On 24 April 2007, the Listing Committee conducted a disciplinary hearing into possible breaches by, among others, Mr Yi Xing Wu (“Mr Yi”) of his obligations under paragraphs A.3 and B.8 of the Model Code for Securities Transactions by Directors of Listed Issuers as set out in Appendix 10 to the Exchange Listing Rules (the “Model Code”) and Declaration and Undertaking with regard to Directors given by him to the Exchange in the form set out in Appendix 5B to the Exchange Listing Rules (the “Director’s Undertaking”). 

Facts

Pursuant to paragraphs A.3 and B.8 of the Model Code, a director of a listed issuer is prohibited from dealing in the shares of the issuer during the blackout period (i.e. the period commencing one month immediately preceding the earlier of: (i) the date of the board meeting at which the issuer’s results are approved; and (ii) the deadline for publication of the results, and ending on the date of the results announcement) unless the circumstances are exceptional.  A director must not deal in the issuer’s shares without first notifying the chairman or the designated director in writing and receiving a dated written acknowledgement.

The Company’s interim results for the six months ended 31 December 2005 were approved and published on 14 March 2006. The blackout period prohibiting the Company’s directors from dealing in the Company’s shares commenced one month immediately preceding 14 March 2006 and ended on 14 March 2006.  Mr Yi disposed of 157,830,000 shares of the Company within the blackout period on 2 March 2006, without first notifying in writing the chairman or other designated director and obtaining a dated written acknowledgement.

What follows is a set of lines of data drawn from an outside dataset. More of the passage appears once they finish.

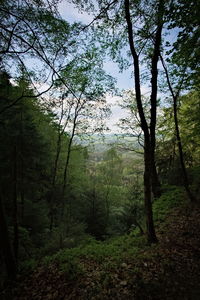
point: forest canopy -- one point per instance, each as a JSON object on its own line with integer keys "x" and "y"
{"x": 66, "y": 181}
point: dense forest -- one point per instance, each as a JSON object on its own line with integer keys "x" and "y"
{"x": 87, "y": 211}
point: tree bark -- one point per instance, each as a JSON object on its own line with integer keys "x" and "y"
{"x": 178, "y": 137}
{"x": 6, "y": 246}
{"x": 182, "y": 163}
{"x": 15, "y": 207}
{"x": 149, "y": 148}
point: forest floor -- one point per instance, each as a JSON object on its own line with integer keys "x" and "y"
{"x": 167, "y": 270}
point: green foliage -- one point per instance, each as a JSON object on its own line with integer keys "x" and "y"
{"x": 171, "y": 198}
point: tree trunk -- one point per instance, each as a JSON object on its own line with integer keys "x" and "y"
{"x": 6, "y": 246}
{"x": 148, "y": 150}
{"x": 182, "y": 163}
{"x": 15, "y": 207}
{"x": 151, "y": 235}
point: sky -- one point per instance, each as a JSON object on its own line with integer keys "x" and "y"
{"x": 124, "y": 80}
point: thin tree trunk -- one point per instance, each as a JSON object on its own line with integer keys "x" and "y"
{"x": 6, "y": 246}
{"x": 151, "y": 236}
{"x": 178, "y": 137}
{"x": 182, "y": 163}
{"x": 15, "y": 207}
{"x": 153, "y": 98}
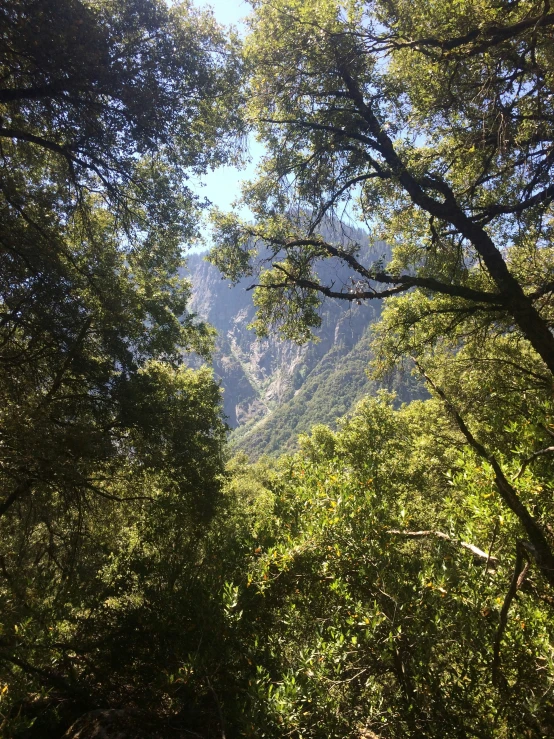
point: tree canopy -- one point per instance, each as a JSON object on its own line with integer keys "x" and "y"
{"x": 390, "y": 579}
{"x": 433, "y": 125}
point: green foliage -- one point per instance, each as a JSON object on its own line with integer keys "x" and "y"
{"x": 347, "y": 625}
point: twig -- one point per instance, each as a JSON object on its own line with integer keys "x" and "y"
{"x": 478, "y": 553}
{"x": 521, "y": 568}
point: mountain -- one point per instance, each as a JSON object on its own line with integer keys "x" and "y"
{"x": 275, "y": 389}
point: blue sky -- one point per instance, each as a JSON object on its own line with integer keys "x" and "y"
{"x": 223, "y": 185}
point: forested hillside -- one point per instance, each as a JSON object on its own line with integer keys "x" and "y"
{"x": 388, "y": 575}
{"x": 275, "y": 389}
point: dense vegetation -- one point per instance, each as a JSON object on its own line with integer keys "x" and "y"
{"x": 393, "y": 578}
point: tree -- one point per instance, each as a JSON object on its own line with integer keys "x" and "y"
{"x": 106, "y": 110}
{"x": 110, "y": 450}
{"x": 434, "y": 125}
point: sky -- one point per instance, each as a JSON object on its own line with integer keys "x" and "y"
{"x": 222, "y": 187}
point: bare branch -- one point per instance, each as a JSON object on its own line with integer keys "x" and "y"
{"x": 477, "y": 553}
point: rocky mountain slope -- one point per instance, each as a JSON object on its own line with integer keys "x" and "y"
{"x": 275, "y": 389}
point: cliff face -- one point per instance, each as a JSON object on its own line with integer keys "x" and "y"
{"x": 267, "y": 382}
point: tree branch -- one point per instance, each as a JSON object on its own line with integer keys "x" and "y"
{"x": 541, "y": 548}
{"x": 477, "y": 553}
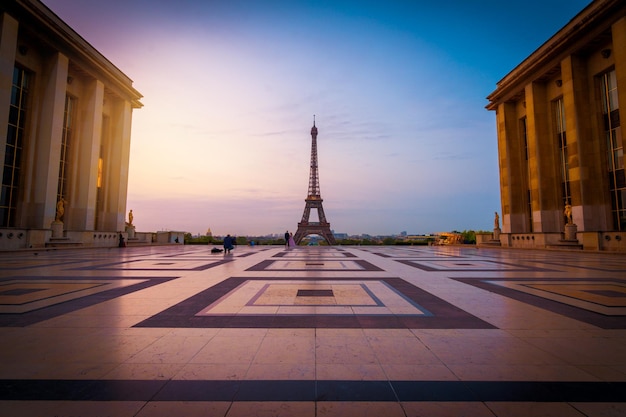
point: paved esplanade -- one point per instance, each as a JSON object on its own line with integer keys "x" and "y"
{"x": 339, "y": 331}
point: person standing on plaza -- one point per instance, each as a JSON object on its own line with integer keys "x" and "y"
{"x": 228, "y": 244}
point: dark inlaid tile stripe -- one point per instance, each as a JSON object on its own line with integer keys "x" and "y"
{"x": 309, "y": 390}
{"x": 444, "y": 315}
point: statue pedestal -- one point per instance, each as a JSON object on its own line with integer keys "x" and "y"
{"x": 570, "y": 231}
{"x": 57, "y": 229}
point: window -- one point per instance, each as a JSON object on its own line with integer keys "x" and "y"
{"x": 615, "y": 148}
{"x": 65, "y": 148}
{"x": 15, "y": 144}
{"x": 529, "y": 201}
{"x": 561, "y": 138}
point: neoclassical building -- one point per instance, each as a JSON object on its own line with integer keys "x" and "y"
{"x": 560, "y": 141}
{"x": 65, "y": 112}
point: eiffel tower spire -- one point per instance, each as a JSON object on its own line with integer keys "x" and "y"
{"x": 314, "y": 201}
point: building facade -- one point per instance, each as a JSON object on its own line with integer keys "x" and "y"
{"x": 560, "y": 141}
{"x": 66, "y": 113}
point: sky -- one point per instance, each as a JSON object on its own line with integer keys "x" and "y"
{"x": 397, "y": 88}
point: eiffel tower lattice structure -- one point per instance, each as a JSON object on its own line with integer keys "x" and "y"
{"x": 314, "y": 201}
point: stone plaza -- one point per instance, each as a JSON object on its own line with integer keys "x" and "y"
{"x": 312, "y": 331}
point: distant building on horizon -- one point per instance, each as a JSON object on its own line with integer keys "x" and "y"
{"x": 560, "y": 140}
{"x": 67, "y": 112}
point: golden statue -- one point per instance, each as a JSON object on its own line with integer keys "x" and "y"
{"x": 60, "y": 209}
{"x": 568, "y": 214}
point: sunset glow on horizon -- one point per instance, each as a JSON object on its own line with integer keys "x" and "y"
{"x": 398, "y": 90}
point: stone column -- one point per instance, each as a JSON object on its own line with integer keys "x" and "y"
{"x": 86, "y": 152}
{"x": 8, "y": 45}
{"x": 542, "y": 161}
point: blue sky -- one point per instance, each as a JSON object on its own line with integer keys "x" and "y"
{"x": 398, "y": 89}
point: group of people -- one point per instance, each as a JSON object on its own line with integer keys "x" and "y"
{"x": 289, "y": 242}
{"x": 229, "y": 242}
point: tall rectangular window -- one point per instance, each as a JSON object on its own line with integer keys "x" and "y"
{"x": 561, "y": 138}
{"x": 615, "y": 148}
{"x": 529, "y": 201}
{"x": 66, "y": 140}
{"x": 15, "y": 143}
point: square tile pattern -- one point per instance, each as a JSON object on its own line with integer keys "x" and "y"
{"x": 177, "y": 330}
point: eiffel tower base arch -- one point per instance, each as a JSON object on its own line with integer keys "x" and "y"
{"x": 309, "y": 228}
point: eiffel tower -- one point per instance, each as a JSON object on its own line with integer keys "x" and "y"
{"x": 314, "y": 201}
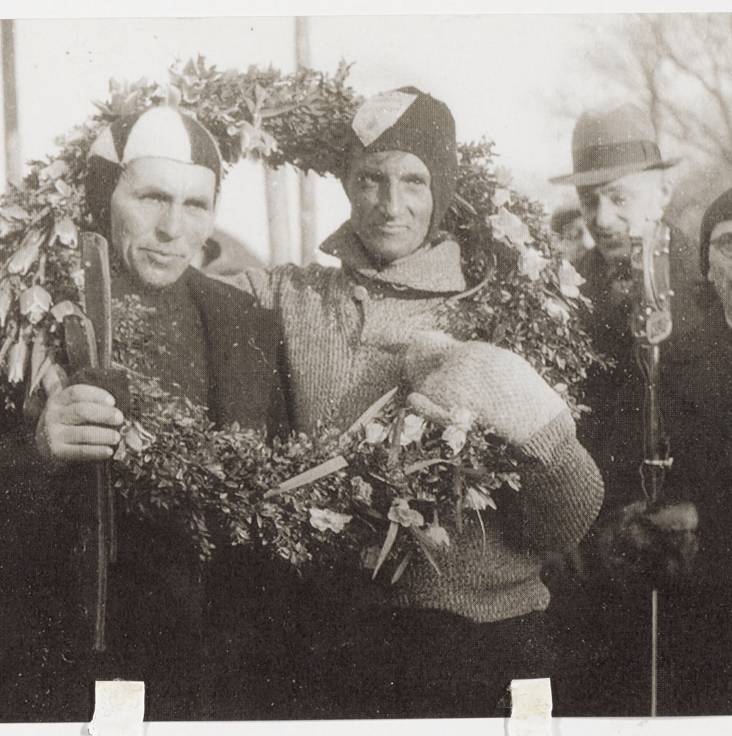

Mr Yi admitted his breaches of the Exchange Listing Rules.

Decision

The Listing Committee concluded that Mr Yi was in breach of the following:

(i)  paragraphs A.3 and B.8 of the Model Code; and

(ii) the Director’s Undertaking to comply to the best of his ability with the Exchange Listing Rules and to use his best endeavours to procure the Company’s compliance with the Exchange Listing Rules.

The Listing Committee decided to impose a public statement which involves criticism on Mr Yi for the said breaches.   Further, the Listing Committee directs that, as a pre-requisite of any future appointment(s) of Mr Yi as a director of any company listed on the Exchange, he must first obtain a minimum of 40 hours of training on the Exchange Listing Rules compliance as may be appropriate for a person with no knowledge of the Exchange Listing Rules.  Such training should be provided by training provider(s) acceptable to the Listing Division.

For the avoidance of doubt, the Exchange confirms that the public statement which involves criticism only applies to Mr Yi and not to the Company or any other past or present member of the Board of Directors of the Company.

Richard Williams, Head of Listing, commented: “The importance of the Model Code requirements of the Exchange Listing Rules relating to directors dealings in securities of the companies of which they are directors cannot be overstated.  The rule provisions seek to promote transparency in personal share dealings by directors and to ensure that dealings do not take place while directors are in a privileged position.  Failure to adhere to those obligations carries potential implications for market confidence and integrity.  Directors must familiarise themselves with these important obligations and ensure that they, and the company of which they are an officer, are in a position to perform them.

Another important regulatory message to emerge from this decision lies in the requirement of training for Mr Yi who has resigned as director of the Company.  The Committee was clearly concerned with the extent of Mr Yi’s knowledge and understanding of his listing obligations and for that reason, if he should wish to become a director of a Hong Kong listed company again in the future must undergo formal training.  The observance of this requirement will be a factor in the Division’s assessment of Mr Yi’s satisfaction of rule 3.09 in the event that such an application is made.”